New version of Chinese tree shrew genome annotation released
A research team led by Prof. Yao Yonggang from Kunming Institute of Zoology of the Chinese Academy of Sciences has reported a new version of Chinese tree shrew genome annotation, and studied multiple genomic and transcriptomic characteristics of Chinese tree shrew, including gene family expansion, transcriptomic similarity across four species, and host immune response against virus infection. The study was published in Zoological Research.
Prof. Yao's team has assembled the first high-quality genome of the Chinese tree shrew (KIZ version 1: TS_1.0) using high depth (~79X) short-read sequencing technology and the first chromosome-level tree shrew genome (KIZ version 2: TS_2.0) using single-molecule real-time (SMRT) sequencing technology. In this study, the team improved the genome annotation of Chinese tree shrew by using transcriptome sequencing data of various origin.

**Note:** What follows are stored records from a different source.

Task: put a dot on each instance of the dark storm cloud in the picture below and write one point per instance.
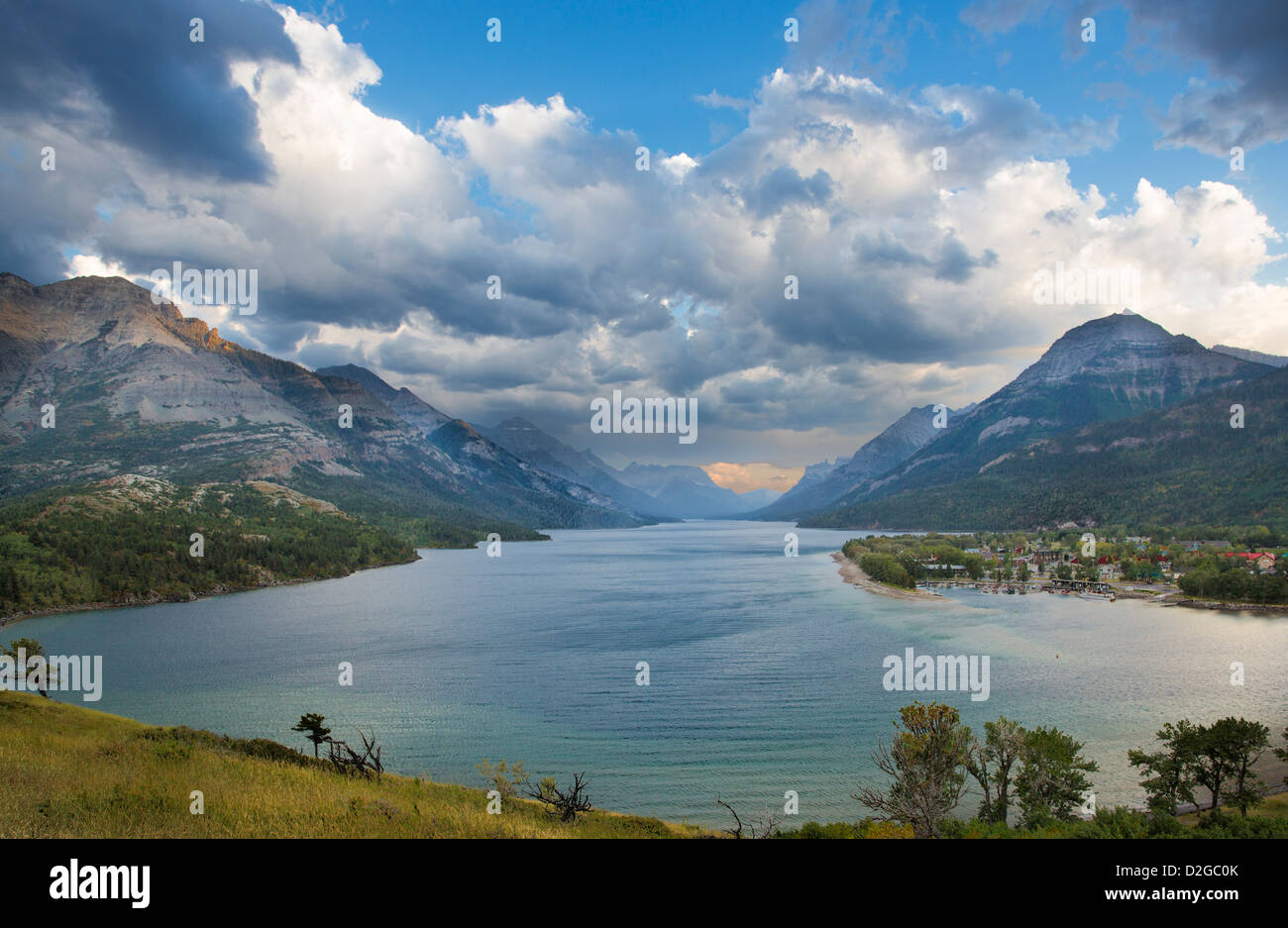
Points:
(128, 72)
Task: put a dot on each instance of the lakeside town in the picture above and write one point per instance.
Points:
(1245, 570)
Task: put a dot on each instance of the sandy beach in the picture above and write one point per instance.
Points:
(853, 572)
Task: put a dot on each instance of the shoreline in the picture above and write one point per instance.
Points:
(5, 621)
(854, 574)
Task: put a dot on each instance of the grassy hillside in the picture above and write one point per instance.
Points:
(72, 773)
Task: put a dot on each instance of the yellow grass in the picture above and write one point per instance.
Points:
(69, 773)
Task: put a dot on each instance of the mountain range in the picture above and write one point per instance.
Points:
(137, 387)
(661, 490)
(1095, 396)
(97, 380)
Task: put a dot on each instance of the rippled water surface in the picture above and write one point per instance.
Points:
(765, 670)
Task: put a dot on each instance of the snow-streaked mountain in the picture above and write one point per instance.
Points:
(137, 387)
(827, 481)
(1248, 355)
(1109, 368)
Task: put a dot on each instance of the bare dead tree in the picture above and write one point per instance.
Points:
(565, 803)
(349, 763)
(737, 829)
(761, 826)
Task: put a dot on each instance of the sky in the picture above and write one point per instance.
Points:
(910, 166)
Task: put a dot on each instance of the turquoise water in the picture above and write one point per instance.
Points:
(765, 670)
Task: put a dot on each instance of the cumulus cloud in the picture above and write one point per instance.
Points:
(376, 244)
(1243, 101)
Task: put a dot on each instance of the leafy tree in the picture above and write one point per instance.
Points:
(310, 725)
(1052, 781)
(31, 648)
(1214, 759)
(991, 765)
(1244, 742)
(1171, 772)
(926, 764)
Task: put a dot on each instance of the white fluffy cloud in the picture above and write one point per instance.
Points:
(375, 245)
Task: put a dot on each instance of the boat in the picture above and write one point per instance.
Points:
(1098, 597)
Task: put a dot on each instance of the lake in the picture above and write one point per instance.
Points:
(765, 672)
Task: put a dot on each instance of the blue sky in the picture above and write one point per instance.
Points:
(377, 162)
(642, 65)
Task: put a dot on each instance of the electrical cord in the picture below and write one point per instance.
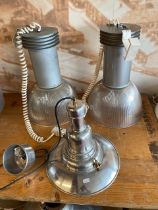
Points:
(47, 153)
(20, 50)
(27, 174)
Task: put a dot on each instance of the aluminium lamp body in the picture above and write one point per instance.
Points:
(115, 101)
(83, 163)
(50, 86)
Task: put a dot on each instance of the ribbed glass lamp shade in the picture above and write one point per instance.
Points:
(115, 101)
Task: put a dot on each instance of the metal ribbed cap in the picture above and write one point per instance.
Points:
(111, 34)
(46, 38)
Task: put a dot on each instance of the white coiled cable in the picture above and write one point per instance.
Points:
(18, 39)
(95, 76)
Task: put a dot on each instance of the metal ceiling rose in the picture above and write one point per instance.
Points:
(84, 163)
(18, 158)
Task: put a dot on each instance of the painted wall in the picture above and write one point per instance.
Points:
(78, 23)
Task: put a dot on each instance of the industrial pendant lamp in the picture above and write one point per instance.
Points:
(83, 163)
(115, 101)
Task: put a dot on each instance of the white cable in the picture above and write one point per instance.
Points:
(22, 60)
(95, 76)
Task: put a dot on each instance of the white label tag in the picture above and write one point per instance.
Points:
(87, 180)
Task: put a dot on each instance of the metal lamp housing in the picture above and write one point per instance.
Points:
(84, 163)
(115, 101)
(50, 86)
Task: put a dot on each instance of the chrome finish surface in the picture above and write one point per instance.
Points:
(116, 108)
(116, 72)
(81, 207)
(18, 158)
(46, 67)
(115, 101)
(42, 103)
(84, 163)
(1, 100)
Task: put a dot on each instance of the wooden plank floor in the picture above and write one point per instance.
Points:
(137, 182)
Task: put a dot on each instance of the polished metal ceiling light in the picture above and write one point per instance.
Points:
(115, 101)
(83, 163)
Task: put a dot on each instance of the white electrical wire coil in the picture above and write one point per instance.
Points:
(20, 50)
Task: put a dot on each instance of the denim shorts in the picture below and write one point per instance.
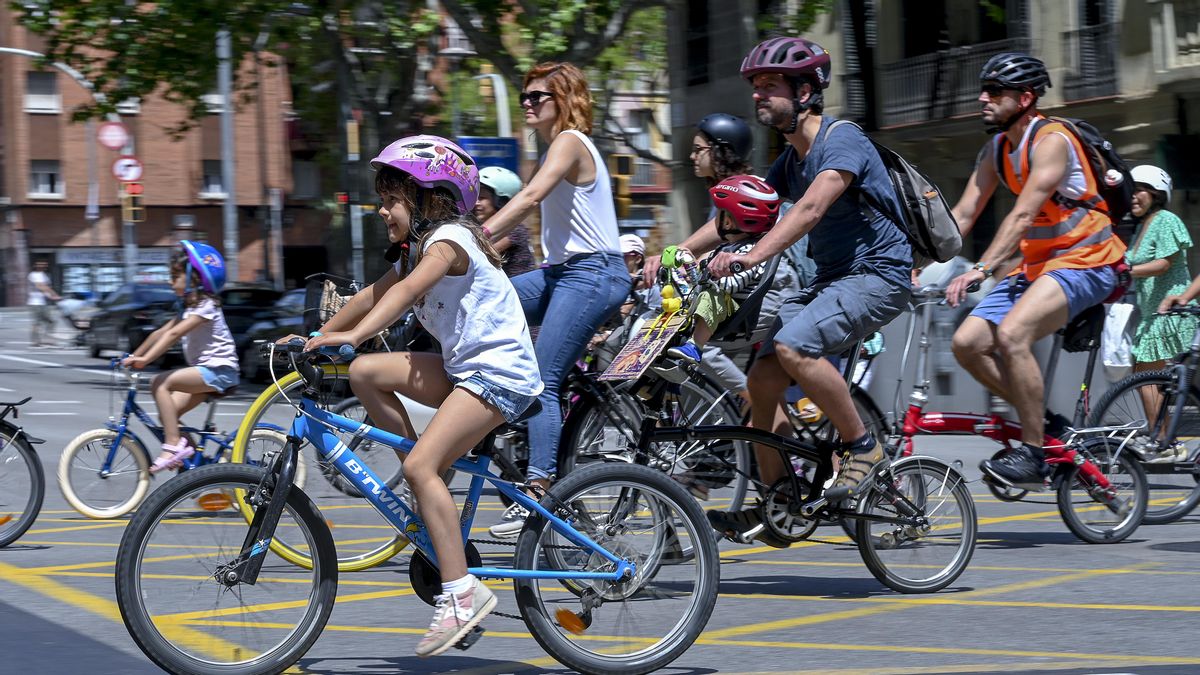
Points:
(220, 377)
(510, 404)
(1083, 287)
(827, 318)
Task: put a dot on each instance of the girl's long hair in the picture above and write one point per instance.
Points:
(571, 95)
(436, 207)
(197, 294)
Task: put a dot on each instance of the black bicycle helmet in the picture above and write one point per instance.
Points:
(1014, 70)
(730, 131)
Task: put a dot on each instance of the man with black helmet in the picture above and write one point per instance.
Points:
(843, 202)
(1062, 231)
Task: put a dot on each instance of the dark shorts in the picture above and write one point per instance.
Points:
(1083, 287)
(828, 318)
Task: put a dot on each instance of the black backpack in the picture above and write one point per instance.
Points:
(924, 216)
(1102, 159)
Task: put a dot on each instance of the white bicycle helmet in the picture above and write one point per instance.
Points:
(1153, 177)
(503, 181)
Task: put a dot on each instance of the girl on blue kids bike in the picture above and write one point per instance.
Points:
(486, 374)
(197, 275)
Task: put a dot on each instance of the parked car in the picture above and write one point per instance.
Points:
(126, 316)
(283, 318)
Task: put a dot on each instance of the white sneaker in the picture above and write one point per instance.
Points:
(511, 523)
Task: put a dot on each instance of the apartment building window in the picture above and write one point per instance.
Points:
(213, 186)
(45, 179)
(42, 93)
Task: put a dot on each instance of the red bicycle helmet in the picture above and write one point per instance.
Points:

The researchers collected high-quality RNA-seq datasets of tree shrews from publicly available sources, as well as two ISO-seq datasets and 139 RNA-seq datasets newly generated in this study. They obtained a total of 53,298 newly annotated coding transcripts and 115,562 newly annotated non-coding transcripts, and produced a relatively complete and reliable tree shrew genome annotation (KIZ version 3:TS_3.0).
Based on this comprehensive annotation, the researchers explored the spatial expression and alternative splicing patterns of the tree shrew transcripts and characterized the orthologous relationships among tree shrews and other species. They also compared expression similarity across species and found that the species clustering patterns based on expression data from brain, liver, testis, kidney, and heart tissues showed distant divergence of mice from primates and tree shrews.
Besides, the researchers identified 13 pathways including neuro-related pathways such as Parkinson's disease and Alzheimer's disease between tree shrews and humans which showed greater protein sequence identity than those between mice and humans. They profiled the expression patterns of five pathways related to the brain and showed that tree shrews are closer to primates than to mice at the transcriptomic level.
In addition, the researchers profiled the transcriptome patterns of host immune responses to viral infection using the TS_3.0 genome annotation, and found that newly annotated genes such as purine rich element binding protein A and tree shrew specific expansion STT3 oligosaccharyltransferase complex catalytic subunit B gene family were dysregulated upon virus infection, which may suggest their important role during host immune response.